It's Memorial Day in the United States, which means all our subscribers there are probably watching a parade, sitting out next to their pools, on the beach, or having a back yard barbecue.
It's not supposed to be a work day, so let's keep this Daily Nugget brief.
Sitemap pages were very common back in the early days of the web because none of us really knew anything about navigation menus or buttons. If you wanted to get from one page to another on a site you simply looked at the sitemap page.
All pages of a website used to be listed on sitemap pages; of course, that was back when a large website was 20 pages. Today you can click through 20 pages of a site faster than counting to ten.
In the early 2000's, the sitemap page seemed to fall out of usefulness.

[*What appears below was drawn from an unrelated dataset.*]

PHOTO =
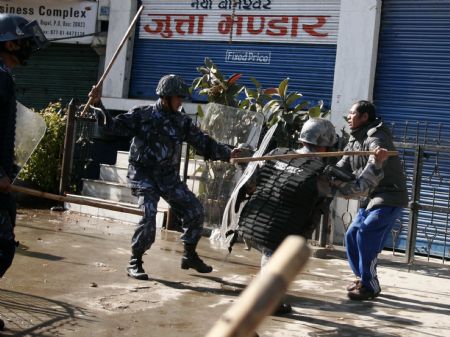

But then as SEO strategies matured, we all realized the sitemap page was a valuable tool to distribute PageRank within a site.
Typically, there is a link to a sitemap.html page in the footer of your website. On this HTML page you can list all the pages within your site, or you could limit it to the top pages for each section of your site. If the top page (i.e. your section landing page) has links to all other pages within that section, this would be a good strategy. If your site isn't sectionalized, then simply list all the pages in your sitemap.
Other than distributing Google PageRank throughout your site, a visitor uses the sitemap page as a fast way to find a page where otherwise nested navigation may confuse them.
Additionally, a mobile user will find themselves stuck on your home page if your website has fancy CSS or JavaScript dropdown menus. In this case, the sitemap page is a rescue feature, especially when the mobile user is simply trying to click on your store hours page.
So that's it for today. Short and sweet: Add a sitemap page to the footer of your website since it helps to flow PageRank between your pages and is a useful tool for many users.